# ATI HD 3000 Treiber für Windows 10 64 Bit?



## oelonkel1337 (15. September 2015)

*ATI HD 3000 Treiber für Windows 10 64 Bit?*

Hallo,
ich habe heute meine Grafikkarte verkauft, und muss erstmal mit dem Onboard zurechtkommen. Aber irgendwie finde ich keinen passenden Treiber. Habe die neuesten versucht, werden aber nicht erkannt. Auch die alten (12.6) werden nicht erkannt... Kann dadurch die Auflösung höchstens auf 1024x768 stellen, wodurch viele Apps, die ich bisher in 1080p genutzt habe, nicht richtig funktionieren.
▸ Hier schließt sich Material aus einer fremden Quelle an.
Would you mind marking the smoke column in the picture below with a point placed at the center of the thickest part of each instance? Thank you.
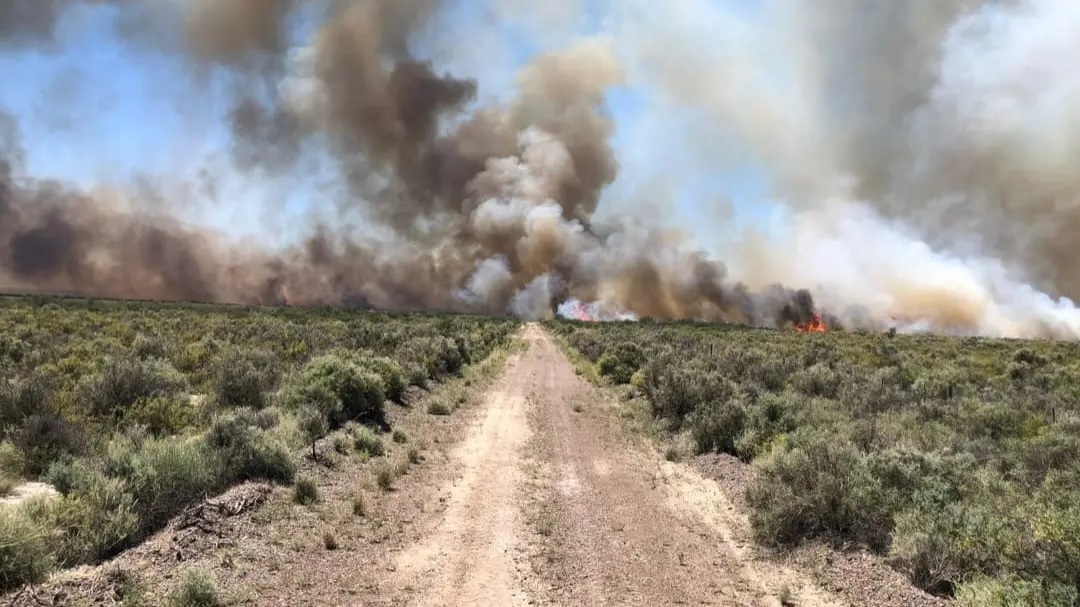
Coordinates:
(920, 156)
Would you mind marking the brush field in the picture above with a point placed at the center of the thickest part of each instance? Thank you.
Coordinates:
(956, 459)
(135, 410)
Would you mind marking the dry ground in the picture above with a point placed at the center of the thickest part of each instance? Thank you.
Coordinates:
(537, 495)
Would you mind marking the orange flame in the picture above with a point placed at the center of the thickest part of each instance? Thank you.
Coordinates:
(815, 325)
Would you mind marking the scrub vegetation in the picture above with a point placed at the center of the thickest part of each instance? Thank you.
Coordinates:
(958, 459)
(136, 410)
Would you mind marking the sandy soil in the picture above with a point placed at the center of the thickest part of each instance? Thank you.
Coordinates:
(555, 504)
(535, 495)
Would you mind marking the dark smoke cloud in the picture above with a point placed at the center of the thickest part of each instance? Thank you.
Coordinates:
(489, 207)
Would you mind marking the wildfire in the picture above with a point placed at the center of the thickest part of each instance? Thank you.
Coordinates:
(814, 325)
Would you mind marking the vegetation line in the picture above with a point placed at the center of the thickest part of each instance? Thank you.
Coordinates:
(956, 459)
(134, 412)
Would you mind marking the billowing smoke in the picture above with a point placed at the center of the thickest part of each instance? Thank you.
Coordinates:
(922, 153)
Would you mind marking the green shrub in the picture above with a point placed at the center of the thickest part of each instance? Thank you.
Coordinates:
(818, 487)
(620, 362)
(341, 444)
(198, 589)
(8, 484)
(238, 383)
(716, 427)
(164, 475)
(44, 439)
(247, 453)
(1013, 590)
(12, 460)
(267, 419)
(769, 417)
(305, 490)
(25, 554)
(161, 415)
(340, 388)
(367, 441)
(69, 475)
(146, 347)
(91, 523)
(818, 380)
(123, 381)
(440, 407)
(392, 374)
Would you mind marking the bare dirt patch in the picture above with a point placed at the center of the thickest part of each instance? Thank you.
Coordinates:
(538, 495)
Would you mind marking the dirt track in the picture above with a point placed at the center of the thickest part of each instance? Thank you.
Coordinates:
(555, 504)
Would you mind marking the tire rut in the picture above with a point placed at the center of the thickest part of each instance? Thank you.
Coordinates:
(557, 506)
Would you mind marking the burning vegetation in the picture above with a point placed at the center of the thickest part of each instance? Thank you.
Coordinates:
(815, 324)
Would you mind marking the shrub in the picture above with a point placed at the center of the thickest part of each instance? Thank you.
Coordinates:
(620, 362)
(771, 416)
(348, 391)
(818, 380)
(92, 522)
(146, 347)
(25, 555)
(23, 399)
(122, 382)
(161, 415)
(367, 441)
(717, 426)
(44, 439)
(329, 541)
(393, 376)
(305, 490)
(818, 487)
(385, 476)
(247, 453)
(314, 427)
(198, 589)
(164, 475)
(238, 383)
(341, 444)
(1013, 590)
(440, 407)
(267, 419)
(69, 475)
(12, 460)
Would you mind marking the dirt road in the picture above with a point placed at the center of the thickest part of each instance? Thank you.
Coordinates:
(555, 504)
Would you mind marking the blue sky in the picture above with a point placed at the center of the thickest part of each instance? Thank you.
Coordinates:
(119, 111)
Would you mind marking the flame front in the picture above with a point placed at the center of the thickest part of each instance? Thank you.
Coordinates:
(814, 325)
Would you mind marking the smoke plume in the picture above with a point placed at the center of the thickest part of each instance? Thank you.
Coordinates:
(921, 152)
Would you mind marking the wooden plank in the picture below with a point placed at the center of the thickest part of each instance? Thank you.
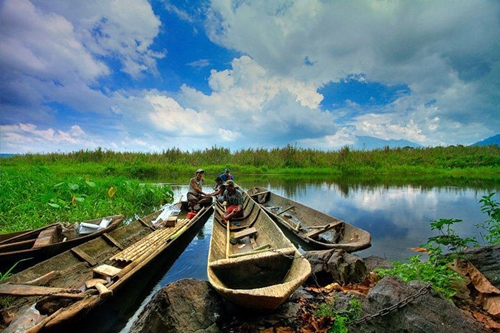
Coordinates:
(246, 232)
(319, 231)
(106, 270)
(46, 237)
(145, 223)
(92, 282)
(284, 210)
(103, 291)
(17, 245)
(84, 256)
(43, 279)
(27, 290)
(253, 242)
(112, 240)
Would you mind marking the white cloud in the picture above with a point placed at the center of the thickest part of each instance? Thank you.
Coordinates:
(444, 51)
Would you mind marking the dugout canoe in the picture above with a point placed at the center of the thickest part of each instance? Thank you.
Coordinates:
(27, 248)
(69, 285)
(318, 230)
(252, 264)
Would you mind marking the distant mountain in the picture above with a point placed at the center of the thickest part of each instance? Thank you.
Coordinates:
(371, 143)
(492, 140)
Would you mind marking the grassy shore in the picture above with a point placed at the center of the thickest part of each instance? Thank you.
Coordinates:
(38, 189)
(473, 162)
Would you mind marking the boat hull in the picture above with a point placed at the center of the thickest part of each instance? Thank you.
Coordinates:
(258, 274)
(21, 247)
(128, 250)
(313, 228)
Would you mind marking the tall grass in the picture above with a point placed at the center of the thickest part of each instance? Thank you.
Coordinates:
(37, 197)
(454, 160)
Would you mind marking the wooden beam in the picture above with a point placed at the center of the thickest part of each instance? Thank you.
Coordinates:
(84, 256)
(26, 290)
(246, 232)
(112, 240)
(285, 210)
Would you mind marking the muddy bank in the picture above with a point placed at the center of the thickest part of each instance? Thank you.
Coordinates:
(338, 278)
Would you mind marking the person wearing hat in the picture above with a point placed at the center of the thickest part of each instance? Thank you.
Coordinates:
(196, 196)
(219, 189)
(233, 201)
(226, 175)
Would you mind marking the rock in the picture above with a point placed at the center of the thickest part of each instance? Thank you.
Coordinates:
(373, 262)
(186, 305)
(487, 260)
(343, 267)
(427, 313)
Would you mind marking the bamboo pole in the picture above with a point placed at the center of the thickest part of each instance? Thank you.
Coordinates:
(285, 210)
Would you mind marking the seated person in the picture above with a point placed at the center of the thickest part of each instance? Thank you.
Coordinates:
(219, 189)
(196, 197)
(233, 200)
(226, 175)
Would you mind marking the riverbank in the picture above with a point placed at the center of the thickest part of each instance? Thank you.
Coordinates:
(454, 161)
(323, 305)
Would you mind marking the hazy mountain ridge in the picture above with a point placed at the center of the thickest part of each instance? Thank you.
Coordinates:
(492, 140)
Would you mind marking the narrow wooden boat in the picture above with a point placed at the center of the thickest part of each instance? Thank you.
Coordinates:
(318, 230)
(27, 248)
(252, 263)
(64, 288)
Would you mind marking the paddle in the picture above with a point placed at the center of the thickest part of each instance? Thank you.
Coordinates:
(228, 225)
(285, 210)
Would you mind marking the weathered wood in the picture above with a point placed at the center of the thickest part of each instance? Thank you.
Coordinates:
(46, 237)
(286, 210)
(27, 290)
(106, 270)
(42, 279)
(244, 233)
(113, 241)
(17, 245)
(319, 231)
(487, 260)
(84, 256)
(92, 282)
(103, 291)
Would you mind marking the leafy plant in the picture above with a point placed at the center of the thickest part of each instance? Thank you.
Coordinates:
(492, 225)
(442, 279)
(448, 238)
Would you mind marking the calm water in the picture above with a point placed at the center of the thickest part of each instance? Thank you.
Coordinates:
(396, 216)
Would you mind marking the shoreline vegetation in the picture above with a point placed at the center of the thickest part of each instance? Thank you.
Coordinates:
(38, 189)
(480, 162)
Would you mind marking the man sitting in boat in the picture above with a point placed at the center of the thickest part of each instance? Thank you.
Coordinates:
(233, 200)
(226, 175)
(196, 197)
(219, 189)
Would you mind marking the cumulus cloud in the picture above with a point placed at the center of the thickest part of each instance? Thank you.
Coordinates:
(446, 52)
(64, 62)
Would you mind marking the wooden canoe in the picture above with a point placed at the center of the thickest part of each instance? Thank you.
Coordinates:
(253, 264)
(318, 230)
(67, 286)
(30, 247)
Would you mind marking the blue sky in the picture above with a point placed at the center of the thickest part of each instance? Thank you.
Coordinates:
(136, 75)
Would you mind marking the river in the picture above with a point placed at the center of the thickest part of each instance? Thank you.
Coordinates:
(397, 216)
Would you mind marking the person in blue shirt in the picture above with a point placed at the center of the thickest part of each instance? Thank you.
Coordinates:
(196, 197)
(233, 200)
(226, 175)
(219, 189)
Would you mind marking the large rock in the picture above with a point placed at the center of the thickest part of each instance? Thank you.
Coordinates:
(187, 305)
(427, 313)
(343, 267)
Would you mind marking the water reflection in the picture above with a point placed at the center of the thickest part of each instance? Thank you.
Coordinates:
(397, 215)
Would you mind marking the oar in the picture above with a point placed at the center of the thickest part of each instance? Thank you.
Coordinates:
(285, 210)
(228, 240)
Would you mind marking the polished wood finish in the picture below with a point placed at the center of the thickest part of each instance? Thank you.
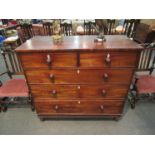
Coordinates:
(79, 77)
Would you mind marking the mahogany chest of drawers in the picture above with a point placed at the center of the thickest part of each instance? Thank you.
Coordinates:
(79, 78)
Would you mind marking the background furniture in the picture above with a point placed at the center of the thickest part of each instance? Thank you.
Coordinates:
(27, 30)
(79, 78)
(13, 89)
(66, 28)
(144, 84)
(47, 26)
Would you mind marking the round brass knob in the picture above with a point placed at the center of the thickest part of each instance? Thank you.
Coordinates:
(78, 87)
(48, 60)
(78, 71)
(104, 92)
(79, 102)
(56, 107)
(52, 77)
(108, 59)
(54, 93)
(105, 76)
(101, 107)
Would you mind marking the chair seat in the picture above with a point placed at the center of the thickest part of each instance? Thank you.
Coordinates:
(146, 84)
(14, 88)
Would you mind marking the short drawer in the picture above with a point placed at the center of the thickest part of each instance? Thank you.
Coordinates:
(79, 76)
(108, 59)
(79, 91)
(48, 60)
(104, 107)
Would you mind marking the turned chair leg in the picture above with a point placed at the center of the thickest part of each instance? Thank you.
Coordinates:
(30, 100)
(133, 99)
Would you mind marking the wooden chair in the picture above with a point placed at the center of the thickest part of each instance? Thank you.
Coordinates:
(27, 30)
(130, 26)
(143, 35)
(144, 83)
(66, 28)
(88, 28)
(111, 26)
(47, 26)
(13, 89)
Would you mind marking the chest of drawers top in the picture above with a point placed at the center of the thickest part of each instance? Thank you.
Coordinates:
(74, 43)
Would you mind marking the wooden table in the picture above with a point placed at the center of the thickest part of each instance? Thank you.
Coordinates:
(79, 78)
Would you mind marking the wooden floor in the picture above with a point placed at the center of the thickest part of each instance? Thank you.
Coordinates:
(24, 121)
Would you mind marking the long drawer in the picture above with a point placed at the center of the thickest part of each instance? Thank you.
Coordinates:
(108, 59)
(79, 91)
(79, 76)
(92, 107)
(48, 60)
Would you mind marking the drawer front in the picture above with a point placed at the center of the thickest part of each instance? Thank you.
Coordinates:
(111, 59)
(81, 108)
(80, 76)
(48, 60)
(79, 91)
(54, 91)
(102, 91)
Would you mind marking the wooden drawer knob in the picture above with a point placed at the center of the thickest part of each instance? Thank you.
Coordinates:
(108, 59)
(105, 76)
(56, 107)
(104, 92)
(102, 107)
(48, 60)
(54, 93)
(52, 77)
(78, 71)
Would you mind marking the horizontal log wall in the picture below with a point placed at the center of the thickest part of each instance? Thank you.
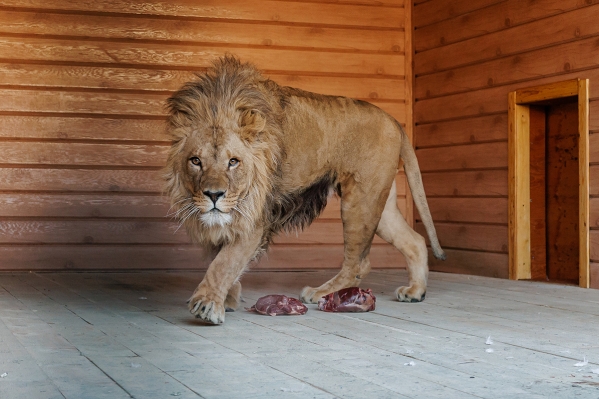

Auch Spiele können nicht gestartet werden.


----------



## DKK007 (15. September 2015)

*AW: ATI HD 3000 Treiber für Windows 10 64 Bit?*

Welche Hardware?


----------



## AMD-CPU (15. September 2015)

*AW: ATI HD 3000 Treiber für Windows 10 64 Bit?*

Aktuell gibt es für die HD 3000 leider nur Treiber bis Windows 8.1:
Legacy


----------



## Jeretxxo (15. September 2015)

*AW: ATI HD 3000 Treiber für Windows 10 64 Bit?*

Versuchs mal mit einem der beiden:
Windows 7 64 Bit:
Legacy

Windows 8 64 Bit:
Legacy

Einen offiziellen Treiber für Windows 10 wirds wohl mit Sicherheit nicht mehr geben für die Legacy Karten, aber normalerweise sollte der Windows 8 Treiber auch funktionieren.


----------



## oelonkel1337 (15. September 2015)

*AW: ATI HD 3000 Treiber für Windows 10 64 Bit?*

CPU: AMD FX8320
Mainboard: Gigabyte Ga-78LMT-USB3
Grafik: ATi Radeon HD 3000
Ram: 12 Gb

Das Windows 10 ist eben die 64 Bit Pro Version.


----------



## Jeretxxo (15. September 2015)

*AW: ATI HD 3000 Treiber für Windows 10 64 Bit?*



oelonkel1337 schrieb:


> Das Windows 10 ist eben die 64 Bit Pro Version.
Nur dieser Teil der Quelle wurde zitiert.